Arkadaşlar, insafı olan herkes konuyu gayet iyi anlıyor. Ben bu parayı aldım mı, aldım... Borcum borç. Keşke herkes devlete borcunu ödese. Keşke herkes ödemesi gerektiği kadar ödese. Zurna burada zırt diyor. 100 bin lira borcu olan hiç ödemiyor ama bir lira borcu olan bin lira ödemeye zorlanıyor.
Gelir adaleti tablolarına bakınca hemen belli oluyor, Türkiye'de bir şeyler yanlış gidiyor. Düzeltiyorum, her şey yanlış gidiyor. Devlet parayı sınırsızca harcıyor. Herhangi bir iktisatçıya, onu geçtim, herhangi bir aile babasına sorsanız size söyler; bir evin gideri gelirinden çok ise ne olur? O ev batar. Türkiye yıllardır bu halde olduğu halde neden batmıyor?

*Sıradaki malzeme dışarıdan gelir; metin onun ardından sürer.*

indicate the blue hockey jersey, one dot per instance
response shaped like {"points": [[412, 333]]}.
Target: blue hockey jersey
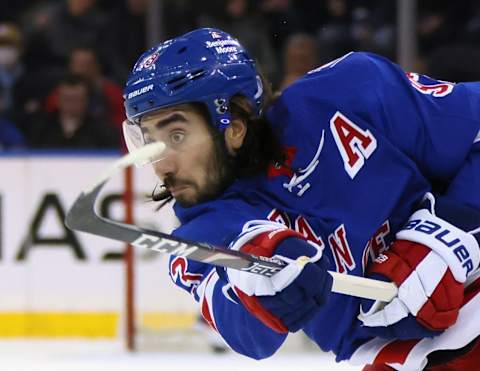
{"points": [[365, 141]]}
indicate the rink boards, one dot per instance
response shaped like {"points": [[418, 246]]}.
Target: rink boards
{"points": [[54, 282]]}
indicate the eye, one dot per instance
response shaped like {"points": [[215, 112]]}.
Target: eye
{"points": [[177, 137]]}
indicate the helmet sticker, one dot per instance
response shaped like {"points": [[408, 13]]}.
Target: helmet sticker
{"points": [[148, 62]]}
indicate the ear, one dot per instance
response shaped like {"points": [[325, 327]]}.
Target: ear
{"points": [[235, 135]]}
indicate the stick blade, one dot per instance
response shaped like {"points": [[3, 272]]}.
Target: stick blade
{"points": [[363, 287]]}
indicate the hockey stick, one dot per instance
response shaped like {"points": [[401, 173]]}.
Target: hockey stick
{"points": [[82, 216]]}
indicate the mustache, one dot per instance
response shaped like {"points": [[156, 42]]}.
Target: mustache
{"points": [[171, 182]]}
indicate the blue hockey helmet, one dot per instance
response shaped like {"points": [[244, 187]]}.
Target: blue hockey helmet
{"points": [[205, 65]]}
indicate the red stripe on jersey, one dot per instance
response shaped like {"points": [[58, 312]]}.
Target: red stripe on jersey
{"points": [[206, 310]]}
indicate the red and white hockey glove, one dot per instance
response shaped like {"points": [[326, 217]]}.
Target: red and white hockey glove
{"points": [[290, 298], [429, 262]]}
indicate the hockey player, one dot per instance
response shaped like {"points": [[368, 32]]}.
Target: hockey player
{"points": [[361, 167]]}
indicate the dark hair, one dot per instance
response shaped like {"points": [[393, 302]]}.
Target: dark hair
{"points": [[261, 147]]}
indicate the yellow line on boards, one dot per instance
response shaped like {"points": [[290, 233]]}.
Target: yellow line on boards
{"points": [[59, 324], [87, 324]]}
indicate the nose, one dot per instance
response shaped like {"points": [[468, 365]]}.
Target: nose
{"points": [[165, 167]]}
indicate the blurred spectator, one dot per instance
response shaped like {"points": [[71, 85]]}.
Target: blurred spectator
{"points": [[10, 136], [10, 10], [125, 36], [181, 16], [55, 28], [23, 89], [71, 126], [299, 57], [10, 67], [238, 19], [106, 103]]}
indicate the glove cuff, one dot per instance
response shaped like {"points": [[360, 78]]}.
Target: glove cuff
{"points": [[459, 249]]}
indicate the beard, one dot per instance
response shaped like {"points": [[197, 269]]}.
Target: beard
{"points": [[219, 172]]}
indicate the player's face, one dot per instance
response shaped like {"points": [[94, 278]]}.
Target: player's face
{"points": [[195, 166]]}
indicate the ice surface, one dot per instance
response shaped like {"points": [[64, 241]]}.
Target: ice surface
{"points": [[98, 355]]}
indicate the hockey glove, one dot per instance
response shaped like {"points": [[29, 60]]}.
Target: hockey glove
{"points": [[429, 262], [290, 298]]}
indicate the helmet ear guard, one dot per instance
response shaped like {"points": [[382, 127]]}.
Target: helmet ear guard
{"points": [[206, 66]]}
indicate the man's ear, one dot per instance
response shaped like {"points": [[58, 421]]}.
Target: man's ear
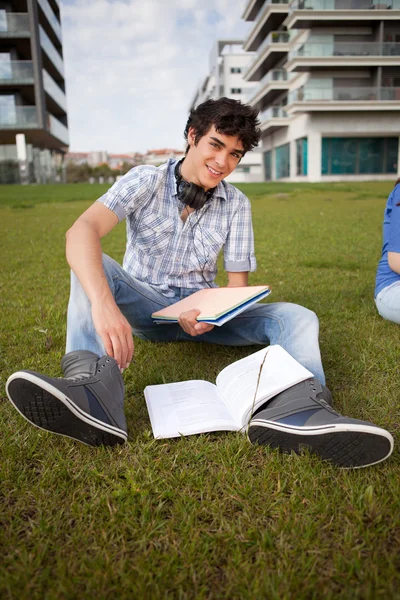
{"points": [[192, 136]]}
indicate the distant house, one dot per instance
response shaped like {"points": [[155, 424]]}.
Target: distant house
{"points": [[158, 157]]}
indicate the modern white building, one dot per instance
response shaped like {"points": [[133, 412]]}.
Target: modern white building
{"points": [[227, 63], [327, 76]]}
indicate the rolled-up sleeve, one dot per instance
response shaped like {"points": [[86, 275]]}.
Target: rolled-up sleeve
{"points": [[131, 191], [394, 226], [239, 245]]}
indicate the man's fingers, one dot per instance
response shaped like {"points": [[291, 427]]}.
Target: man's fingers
{"points": [[108, 345], [130, 349], [117, 350]]}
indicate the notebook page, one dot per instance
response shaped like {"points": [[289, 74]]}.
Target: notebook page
{"points": [[187, 407], [238, 381]]}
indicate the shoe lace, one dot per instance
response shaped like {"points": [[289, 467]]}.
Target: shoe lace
{"points": [[323, 403], [83, 376]]}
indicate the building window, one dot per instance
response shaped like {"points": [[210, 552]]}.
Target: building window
{"points": [[301, 156], [267, 166], [359, 156], [282, 161]]}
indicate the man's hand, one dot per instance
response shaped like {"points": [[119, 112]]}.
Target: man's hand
{"points": [[187, 321], [115, 332]]}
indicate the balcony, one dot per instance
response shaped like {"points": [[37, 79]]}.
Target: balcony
{"points": [[308, 98], [54, 91], [16, 72], [270, 17], [273, 118], [270, 86], [274, 48], [14, 25], [51, 52], [306, 14], [51, 18], [252, 9], [315, 55], [58, 130], [18, 117]]}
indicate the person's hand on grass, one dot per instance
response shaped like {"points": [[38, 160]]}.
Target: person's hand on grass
{"points": [[187, 321], [115, 332]]}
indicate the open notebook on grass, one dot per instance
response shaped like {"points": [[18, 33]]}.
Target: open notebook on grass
{"points": [[190, 407], [216, 305]]}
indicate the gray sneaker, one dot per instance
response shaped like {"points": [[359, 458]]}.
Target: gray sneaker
{"points": [[86, 405], [301, 418]]}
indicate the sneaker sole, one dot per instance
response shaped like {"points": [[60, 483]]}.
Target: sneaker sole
{"points": [[353, 446], [46, 407]]}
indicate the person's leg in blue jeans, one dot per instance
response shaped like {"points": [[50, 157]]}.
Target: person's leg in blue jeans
{"points": [[88, 403], [136, 300], [388, 302], [291, 326]]}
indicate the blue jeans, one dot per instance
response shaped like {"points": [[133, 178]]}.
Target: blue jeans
{"points": [[293, 327], [388, 302]]}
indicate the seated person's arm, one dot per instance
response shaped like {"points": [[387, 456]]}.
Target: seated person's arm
{"points": [[84, 255], [394, 261]]}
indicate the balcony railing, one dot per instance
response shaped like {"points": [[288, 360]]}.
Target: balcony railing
{"points": [[273, 76], [50, 50], [51, 17], [338, 49], [263, 7], [344, 94], [58, 130], [14, 24], [18, 117], [274, 37], [343, 5], [273, 112], [51, 87], [17, 72]]}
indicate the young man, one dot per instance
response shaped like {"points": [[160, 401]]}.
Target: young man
{"points": [[179, 216]]}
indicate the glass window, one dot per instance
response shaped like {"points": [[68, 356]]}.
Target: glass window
{"points": [[392, 155], [282, 158], [302, 156], [267, 165], [354, 156]]}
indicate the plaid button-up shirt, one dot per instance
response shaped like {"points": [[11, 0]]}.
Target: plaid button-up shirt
{"points": [[166, 252]]}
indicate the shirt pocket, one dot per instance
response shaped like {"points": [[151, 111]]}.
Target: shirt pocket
{"points": [[207, 246], [155, 233]]}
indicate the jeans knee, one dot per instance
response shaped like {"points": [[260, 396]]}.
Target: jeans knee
{"points": [[306, 318]]}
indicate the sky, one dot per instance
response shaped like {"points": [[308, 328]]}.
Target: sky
{"points": [[132, 67]]}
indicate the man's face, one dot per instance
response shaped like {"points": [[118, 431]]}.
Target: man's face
{"points": [[214, 158]]}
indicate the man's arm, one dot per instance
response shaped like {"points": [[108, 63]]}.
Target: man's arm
{"points": [[84, 255], [187, 320], [394, 261]]}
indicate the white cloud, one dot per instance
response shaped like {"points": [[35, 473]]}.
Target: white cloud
{"points": [[132, 67]]}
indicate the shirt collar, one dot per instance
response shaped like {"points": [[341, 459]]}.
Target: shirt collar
{"points": [[220, 191]]}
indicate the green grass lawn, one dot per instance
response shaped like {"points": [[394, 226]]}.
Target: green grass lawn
{"points": [[205, 516]]}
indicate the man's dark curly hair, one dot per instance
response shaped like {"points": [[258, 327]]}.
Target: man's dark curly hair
{"points": [[229, 117]]}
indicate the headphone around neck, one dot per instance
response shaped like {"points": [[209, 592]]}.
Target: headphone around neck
{"points": [[191, 194]]}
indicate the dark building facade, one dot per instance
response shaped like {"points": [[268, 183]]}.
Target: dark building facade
{"points": [[33, 108]]}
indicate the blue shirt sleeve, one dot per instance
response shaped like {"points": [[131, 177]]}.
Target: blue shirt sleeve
{"points": [[132, 191], [393, 232], [239, 245]]}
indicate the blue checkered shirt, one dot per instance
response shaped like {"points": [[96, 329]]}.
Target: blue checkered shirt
{"points": [[165, 252]]}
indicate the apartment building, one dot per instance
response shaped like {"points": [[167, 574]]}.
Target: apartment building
{"points": [[227, 62], [33, 109], [327, 76]]}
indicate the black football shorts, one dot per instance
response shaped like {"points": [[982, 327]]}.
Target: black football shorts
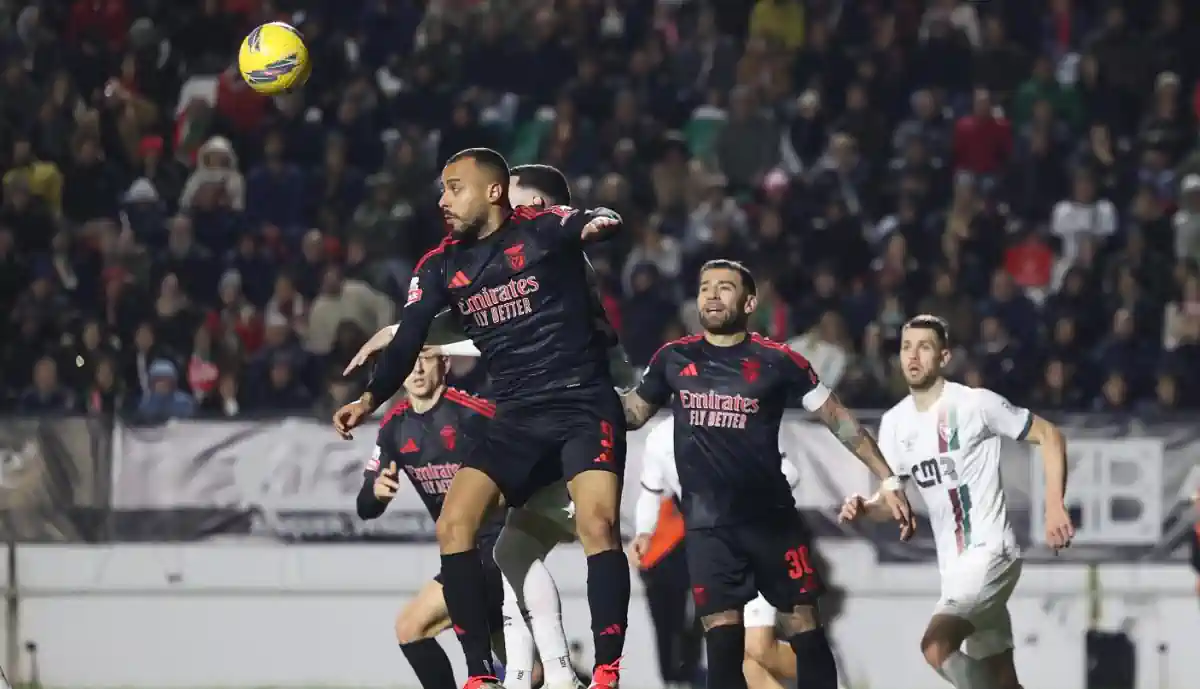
{"points": [[731, 564], [532, 444]]}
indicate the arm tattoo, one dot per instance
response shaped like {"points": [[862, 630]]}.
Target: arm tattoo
{"points": [[853, 436], [637, 411]]}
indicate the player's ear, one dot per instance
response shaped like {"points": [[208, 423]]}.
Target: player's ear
{"points": [[751, 304], [496, 192]]}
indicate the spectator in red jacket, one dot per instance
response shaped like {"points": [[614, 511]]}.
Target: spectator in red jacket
{"points": [[983, 139]]}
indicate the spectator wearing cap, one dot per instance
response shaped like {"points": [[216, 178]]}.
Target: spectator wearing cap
{"points": [[163, 400], [216, 181]]}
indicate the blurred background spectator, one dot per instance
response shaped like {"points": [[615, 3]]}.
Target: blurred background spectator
{"points": [[173, 244]]}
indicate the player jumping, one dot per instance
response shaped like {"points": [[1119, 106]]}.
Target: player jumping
{"points": [[767, 660], [531, 532], [425, 437], [730, 389], [519, 286], [947, 438]]}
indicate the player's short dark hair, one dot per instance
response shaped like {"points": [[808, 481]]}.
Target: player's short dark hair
{"points": [[736, 267], [547, 180], [486, 159], [936, 324]]}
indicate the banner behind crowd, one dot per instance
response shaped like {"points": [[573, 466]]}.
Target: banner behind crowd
{"points": [[293, 479]]}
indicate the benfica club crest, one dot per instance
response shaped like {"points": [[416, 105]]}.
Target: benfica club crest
{"points": [[750, 370], [516, 256]]}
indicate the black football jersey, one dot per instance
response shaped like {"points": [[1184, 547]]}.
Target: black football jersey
{"points": [[522, 295], [727, 405], [429, 448]]}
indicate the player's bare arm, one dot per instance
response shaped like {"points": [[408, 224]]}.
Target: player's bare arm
{"points": [[843, 423], [857, 507], [637, 411], [1054, 462]]}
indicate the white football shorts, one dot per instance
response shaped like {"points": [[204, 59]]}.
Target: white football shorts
{"points": [[759, 613], [977, 587], [553, 503]]}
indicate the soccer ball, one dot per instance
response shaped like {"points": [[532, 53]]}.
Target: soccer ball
{"points": [[274, 59]]}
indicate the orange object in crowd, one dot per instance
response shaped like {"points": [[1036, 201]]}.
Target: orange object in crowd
{"points": [[666, 537]]}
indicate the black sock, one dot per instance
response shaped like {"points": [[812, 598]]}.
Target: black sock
{"points": [[815, 665], [609, 601], [430, 664], [726, 648], [466, 593]]}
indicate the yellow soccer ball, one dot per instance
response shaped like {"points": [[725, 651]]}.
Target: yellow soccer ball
{"points": [[274, 59]]}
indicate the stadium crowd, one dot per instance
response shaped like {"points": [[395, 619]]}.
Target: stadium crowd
{"points": [[173, 244]]}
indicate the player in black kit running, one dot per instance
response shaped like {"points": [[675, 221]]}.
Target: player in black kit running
{"points": [[730, 389], [517, 282], [425, 437]]}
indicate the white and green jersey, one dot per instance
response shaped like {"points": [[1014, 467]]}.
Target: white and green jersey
{"points": [[952, 453]]}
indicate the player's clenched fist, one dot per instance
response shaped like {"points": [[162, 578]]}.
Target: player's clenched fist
{"points": [[639, 549], [603, 220], [853, 508], [385, 485], [351, 417]]}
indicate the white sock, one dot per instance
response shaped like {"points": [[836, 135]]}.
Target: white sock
{"points": [[965, 672], [520, 557], [517, 643], [546, 618]]}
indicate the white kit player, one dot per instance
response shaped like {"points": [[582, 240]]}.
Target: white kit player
{"points": [[946, 438], [767, 659]]}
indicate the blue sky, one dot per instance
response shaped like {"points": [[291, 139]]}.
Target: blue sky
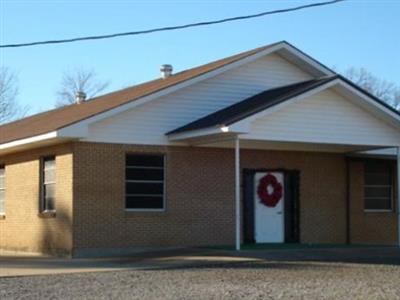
{"points": [[353, 33]]}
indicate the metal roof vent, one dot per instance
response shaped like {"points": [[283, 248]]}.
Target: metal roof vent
{"points": [[80, 97], [166, 71]]}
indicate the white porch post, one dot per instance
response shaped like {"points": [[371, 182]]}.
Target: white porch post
{"points": [[398, 196], [237, 191]]}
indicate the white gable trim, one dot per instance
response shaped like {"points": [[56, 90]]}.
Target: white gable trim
{"points": [[33, 139], [244, 126]]}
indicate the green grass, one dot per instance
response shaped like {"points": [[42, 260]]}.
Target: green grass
{"points": [[288, 246]]}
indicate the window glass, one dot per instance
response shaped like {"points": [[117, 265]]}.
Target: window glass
{"points": [[2, 189], [48, 189], [378, 185], [144, 182]]}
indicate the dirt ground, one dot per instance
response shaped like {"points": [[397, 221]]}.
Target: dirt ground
{"points": [[292, 274]]}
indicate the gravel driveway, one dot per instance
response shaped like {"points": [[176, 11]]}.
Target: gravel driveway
{"points": [[264, 279]]}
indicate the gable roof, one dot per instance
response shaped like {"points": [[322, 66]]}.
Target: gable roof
{"points": [[56, 119], [265, 100]]}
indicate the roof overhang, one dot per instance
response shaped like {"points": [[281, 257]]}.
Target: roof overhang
{"points": [[47, 139], [243, 126]]}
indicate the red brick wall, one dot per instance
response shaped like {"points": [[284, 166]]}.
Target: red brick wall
{"points": [[200, 196], [369, 227], [23, 229]]}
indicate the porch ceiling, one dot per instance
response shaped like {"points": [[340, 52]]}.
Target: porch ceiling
{"points": [[228, 141]]}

Çünkü borç alıyor, borçla kapatamadığını para basarak karşılıyor. Borç da bizim ensemizde patlıyor, basılan para da suratımıza tokat olarak iniyor. Bu kadar basit şeyleri bazı insanlar çok zor anlıyorlar. Şatafatlı köprüler ve limanlar yaptık diye zengin olduk zannediyorlar. Köprüyü yaptın, üzerinden geçmek için BMW X5 de aldın ama gerisini hiç düşündün mü?
Bunlar varlık mı, yükümlülük mü? Şu basit sorunun ne anlama geldiğini bilmeyen herifler bizi yönetiyor. Harcadığımız her kuruş maalesef yükümlülük. Bir kuruş harcayınca 100 kuruş daha yükümlülük altına giriyoruz.
Bu kafayla nereye gidiyoruz? İflasa gidiyoruz. İFLASA.